"Normalement", il est une chance non méritée pour Hollande et sa majorité. Mais cette dernière est tétue. Elle se cabre, elle rue des quatre fers. Les chevaux sont des alliés précieux de l'homme, mais il ne faut pas trop leur en demander.

Non invité formellement à La Rochelle, où se ressource le Parti Socialiste, il est allé faire scandale aux instances du Medef, qui a bu du petit lait.
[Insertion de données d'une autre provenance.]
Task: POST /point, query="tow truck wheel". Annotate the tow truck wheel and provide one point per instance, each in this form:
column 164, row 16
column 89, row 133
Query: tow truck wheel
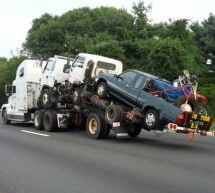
column 151, row 119
column 133, row 131
column 101, row 90
column 50, row 121
column 38, row 120
column 96, row 127
column 4, row 117
column 46, row 99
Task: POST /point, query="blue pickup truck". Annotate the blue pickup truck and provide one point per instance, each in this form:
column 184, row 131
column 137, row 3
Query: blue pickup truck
column 133, row 89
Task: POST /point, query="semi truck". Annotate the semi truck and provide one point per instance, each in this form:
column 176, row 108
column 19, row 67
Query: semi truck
column 76, row 100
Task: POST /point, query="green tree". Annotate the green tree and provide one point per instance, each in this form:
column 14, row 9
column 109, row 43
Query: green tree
column 205, row 36
column 7, row 74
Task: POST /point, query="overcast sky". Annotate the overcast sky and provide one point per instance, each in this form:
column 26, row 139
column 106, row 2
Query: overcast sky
column 16, row 15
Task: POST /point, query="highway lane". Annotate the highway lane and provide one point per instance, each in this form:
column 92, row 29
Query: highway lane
column 69, row 162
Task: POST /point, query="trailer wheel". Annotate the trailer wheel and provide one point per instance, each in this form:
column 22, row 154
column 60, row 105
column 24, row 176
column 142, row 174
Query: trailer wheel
column 95, row 126
column 38, row 120
column 133, row 130
column 151, row 119
column 113, row 114
column 5, row 118
column 191, row 105
column 46, row 99
column 50, row 121
column 101, row 90
column 76, row 96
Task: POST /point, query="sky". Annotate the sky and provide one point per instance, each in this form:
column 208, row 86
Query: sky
column 16, row 15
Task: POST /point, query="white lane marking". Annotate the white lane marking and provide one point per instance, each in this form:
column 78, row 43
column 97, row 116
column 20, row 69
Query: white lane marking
column 44, row 135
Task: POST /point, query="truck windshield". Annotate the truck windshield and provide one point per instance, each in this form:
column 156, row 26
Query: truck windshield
column 106, row 65
column 79, row 61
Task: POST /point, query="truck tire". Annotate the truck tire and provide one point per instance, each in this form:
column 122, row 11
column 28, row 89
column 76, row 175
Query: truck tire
column 50, row 121
column 106, row 128
column 192, row 104
column 38, row 120
column 46, row 99
column 101, row 90
column 76, row 96
column 133, row 130
column 5, row 118
column 113, row 114
column 151, row 119
column 95, row 126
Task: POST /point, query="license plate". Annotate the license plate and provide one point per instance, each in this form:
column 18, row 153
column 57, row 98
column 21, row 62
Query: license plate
column 196, row 121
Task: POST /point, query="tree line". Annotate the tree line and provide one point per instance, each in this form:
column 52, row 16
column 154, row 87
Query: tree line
column 163, row 49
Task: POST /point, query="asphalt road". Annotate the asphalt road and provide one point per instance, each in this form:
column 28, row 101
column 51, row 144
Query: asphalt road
column 70, row 162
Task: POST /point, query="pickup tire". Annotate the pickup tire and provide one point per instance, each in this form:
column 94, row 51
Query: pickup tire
column 38, row 120
column 50, row 121
column 76, row 96
column 46, row 99
column 101, row 90
column 151, row 119
column 192, row 103
column 113, row 114
column 133, row 130
column 5, row 118
column 96, row 126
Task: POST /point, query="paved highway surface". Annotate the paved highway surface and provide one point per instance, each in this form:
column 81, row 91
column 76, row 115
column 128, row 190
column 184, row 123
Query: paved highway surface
column 69, row 162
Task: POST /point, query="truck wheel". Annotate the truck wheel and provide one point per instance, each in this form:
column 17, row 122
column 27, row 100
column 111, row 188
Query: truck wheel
column 5, row 118
column 96, row 126
column 203, row 111
column 151, row 119
column 38, row 120
column 76, row 96
column 46, row 99
column 133, row 131
column 50, row 121
column 113, row 114
column 191, row 105
column 106, row 128
column 101, row 90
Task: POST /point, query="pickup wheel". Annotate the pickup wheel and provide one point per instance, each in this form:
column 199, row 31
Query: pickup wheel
column 46, row 99
column 133, row 131
column 76, row 96
column 101, row 90
column 50, row 121
column 191, row 105
column 151, row 119
column 96, row 127
column 5, row 118
column 38, row 120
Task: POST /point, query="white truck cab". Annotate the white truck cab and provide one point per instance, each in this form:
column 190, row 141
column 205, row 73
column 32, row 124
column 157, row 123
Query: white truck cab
column 101, row 64
column 56, row 71
column 23, row 92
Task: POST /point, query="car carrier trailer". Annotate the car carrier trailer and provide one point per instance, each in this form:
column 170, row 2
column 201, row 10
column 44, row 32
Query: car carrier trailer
column 97, row 114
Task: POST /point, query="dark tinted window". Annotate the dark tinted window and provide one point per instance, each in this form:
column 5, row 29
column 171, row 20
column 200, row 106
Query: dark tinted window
column 128, row 76
column 138, row 82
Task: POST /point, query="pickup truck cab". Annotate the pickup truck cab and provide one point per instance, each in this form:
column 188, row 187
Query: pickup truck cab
column 133, row 88
column 100, row 64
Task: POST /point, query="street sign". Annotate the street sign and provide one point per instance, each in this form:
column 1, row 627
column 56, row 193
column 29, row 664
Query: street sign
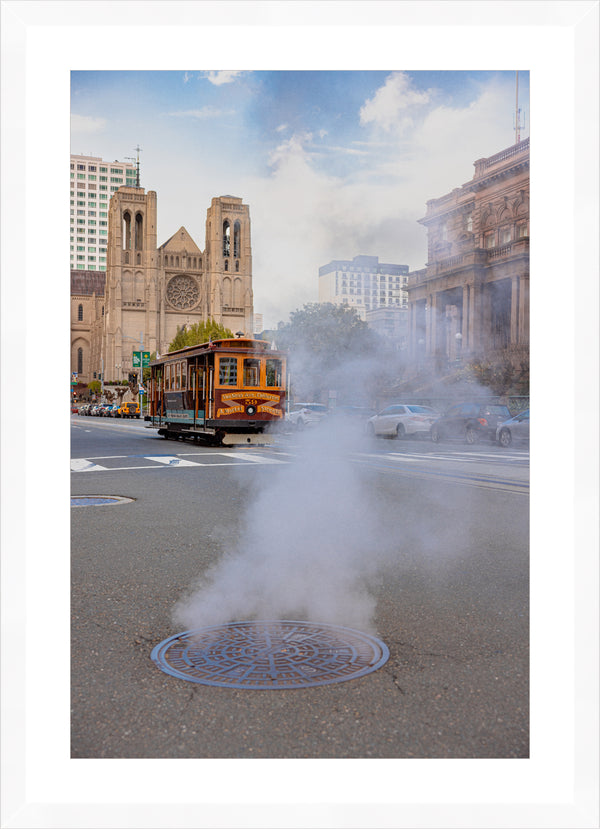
column 141, row 359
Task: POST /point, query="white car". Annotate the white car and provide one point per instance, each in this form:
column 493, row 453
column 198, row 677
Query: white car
column 303, row 414
column 401, row 420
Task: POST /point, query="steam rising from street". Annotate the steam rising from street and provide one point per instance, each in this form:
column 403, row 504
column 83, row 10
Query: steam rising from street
column 310, row 547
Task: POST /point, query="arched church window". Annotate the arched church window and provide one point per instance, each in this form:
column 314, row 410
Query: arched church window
column 139, row 227
column 236, row 239
column 126, row 230
column 226, row 238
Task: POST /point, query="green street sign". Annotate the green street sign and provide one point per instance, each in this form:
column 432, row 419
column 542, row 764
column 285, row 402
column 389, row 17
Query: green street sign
column 141, row 358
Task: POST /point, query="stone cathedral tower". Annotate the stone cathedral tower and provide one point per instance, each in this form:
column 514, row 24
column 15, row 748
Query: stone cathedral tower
column 151, row 291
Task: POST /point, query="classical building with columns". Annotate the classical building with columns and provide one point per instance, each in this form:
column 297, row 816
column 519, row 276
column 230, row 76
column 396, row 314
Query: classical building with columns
column 151, row 291
column 471, row 301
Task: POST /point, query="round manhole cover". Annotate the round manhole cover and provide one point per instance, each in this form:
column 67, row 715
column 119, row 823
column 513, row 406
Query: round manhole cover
column 270, row 654
column 98, row 500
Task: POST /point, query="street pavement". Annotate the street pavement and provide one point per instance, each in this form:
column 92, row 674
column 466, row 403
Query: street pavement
column 450, row 601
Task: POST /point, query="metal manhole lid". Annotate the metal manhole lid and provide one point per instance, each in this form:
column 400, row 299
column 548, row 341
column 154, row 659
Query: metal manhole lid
column 98, row 500
column 270, row 654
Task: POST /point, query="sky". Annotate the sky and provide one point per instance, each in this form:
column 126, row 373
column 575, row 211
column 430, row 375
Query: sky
column 332, row 164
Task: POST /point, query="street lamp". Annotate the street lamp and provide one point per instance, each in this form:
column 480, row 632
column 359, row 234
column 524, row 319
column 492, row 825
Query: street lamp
column 458, row 337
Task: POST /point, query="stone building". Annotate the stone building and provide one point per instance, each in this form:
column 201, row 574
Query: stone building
column 152, row 291
column 471, row 301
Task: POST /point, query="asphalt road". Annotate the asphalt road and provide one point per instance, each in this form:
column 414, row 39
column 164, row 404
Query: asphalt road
column 447, row 542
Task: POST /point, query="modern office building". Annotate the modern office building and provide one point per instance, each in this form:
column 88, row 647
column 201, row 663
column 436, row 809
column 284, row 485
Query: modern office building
column 363, row 283
column 93, row 182
column 471, row 301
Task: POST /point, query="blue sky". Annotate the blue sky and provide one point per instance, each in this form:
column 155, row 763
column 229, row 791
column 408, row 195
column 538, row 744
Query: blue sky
column 332, row 163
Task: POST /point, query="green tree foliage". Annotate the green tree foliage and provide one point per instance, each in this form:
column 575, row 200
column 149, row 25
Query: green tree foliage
column 330, row 348
column 199, row 332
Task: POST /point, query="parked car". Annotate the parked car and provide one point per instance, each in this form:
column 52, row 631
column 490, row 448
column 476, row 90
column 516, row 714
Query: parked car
column 303, row 414
column 469, row 422
column 515, row 429
column 400, row 420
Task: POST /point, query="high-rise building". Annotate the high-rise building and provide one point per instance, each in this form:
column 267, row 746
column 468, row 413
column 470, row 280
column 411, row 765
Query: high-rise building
column 93, row 182
column 364, row 283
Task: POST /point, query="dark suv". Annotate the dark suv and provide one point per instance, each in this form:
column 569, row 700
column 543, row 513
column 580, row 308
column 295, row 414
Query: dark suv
column 469, row 422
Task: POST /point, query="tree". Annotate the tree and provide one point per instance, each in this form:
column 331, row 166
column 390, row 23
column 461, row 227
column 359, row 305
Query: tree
column 331, row 349
column 199, row 332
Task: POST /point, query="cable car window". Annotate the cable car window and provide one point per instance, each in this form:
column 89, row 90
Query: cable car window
column 228, row 371
column 274, row 372
column 251, row 372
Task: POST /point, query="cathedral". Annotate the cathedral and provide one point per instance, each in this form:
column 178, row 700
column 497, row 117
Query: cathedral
column 149, row 292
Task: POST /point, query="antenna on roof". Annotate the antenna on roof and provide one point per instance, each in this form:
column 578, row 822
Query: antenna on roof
column 137, row 165
column 518, row 124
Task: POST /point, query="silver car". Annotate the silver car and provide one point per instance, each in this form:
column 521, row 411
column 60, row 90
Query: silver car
column 303, row 414
column 517, row 429
column 401, row 420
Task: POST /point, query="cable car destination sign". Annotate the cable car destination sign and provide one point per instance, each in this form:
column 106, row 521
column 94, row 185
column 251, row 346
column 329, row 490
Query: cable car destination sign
column 141, row 359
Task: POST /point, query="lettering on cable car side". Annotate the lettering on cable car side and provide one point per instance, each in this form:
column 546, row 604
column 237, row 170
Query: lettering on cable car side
column 252, row 398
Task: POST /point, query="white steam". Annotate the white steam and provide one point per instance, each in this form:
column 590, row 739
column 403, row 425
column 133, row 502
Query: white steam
column 309, row 549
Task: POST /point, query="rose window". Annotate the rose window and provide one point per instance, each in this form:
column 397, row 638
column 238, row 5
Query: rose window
column 182, row 292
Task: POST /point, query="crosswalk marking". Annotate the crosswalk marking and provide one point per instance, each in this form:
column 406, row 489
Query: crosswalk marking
column 84, row 465
column 171, row 460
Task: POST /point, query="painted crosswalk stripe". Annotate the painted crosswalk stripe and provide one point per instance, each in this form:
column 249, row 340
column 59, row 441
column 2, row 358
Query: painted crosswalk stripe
column 171, row 460
column 84, row 465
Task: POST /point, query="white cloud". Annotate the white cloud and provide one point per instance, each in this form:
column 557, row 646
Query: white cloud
column 201, row 114
column 225, row 76
column 85, row 124
column 388, row 107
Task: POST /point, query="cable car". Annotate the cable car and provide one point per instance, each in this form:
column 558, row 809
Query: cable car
column 226, row 392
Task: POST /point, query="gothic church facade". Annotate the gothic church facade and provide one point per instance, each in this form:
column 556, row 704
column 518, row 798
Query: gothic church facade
column 152, row 291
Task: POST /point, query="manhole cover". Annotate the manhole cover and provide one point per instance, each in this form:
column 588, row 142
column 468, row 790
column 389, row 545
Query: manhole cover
column 272, row 654
column 98, row 500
Où il n'a pas dégoisé sur les 35 heures, c'est vrai. Mais, contrairement à ce qu'il pense, les 35 heures n'entrent pas dans la politique de rééquilibrage entre le travail et les loisirs. Les trente-cinq heures n'ont jamais eu d'autre intention que de partager le travail encore confié par le marché à l'appareil de production français. Les suppléments de congés, de temps pour la retraite, François Mitterrand s'en était chargé.

Que les fonctionnaires et autres agents du service public en aient réclamé le bénéfice, celui de travailler encore moins, pour le même traitement, est une autre histoire, même s'ils en sont restés, forts de leur intérêt, les féroces gardiens*.

Le pataquès est de taille. L'aile gauche du P.S., et ses chefs en vue, sont vent debout contre le chouchou de Hollande. On se demande s'ils ne vont pas rechercher un candidat potable à lui opposer en 2017, ou exiger de nouvelles primaires.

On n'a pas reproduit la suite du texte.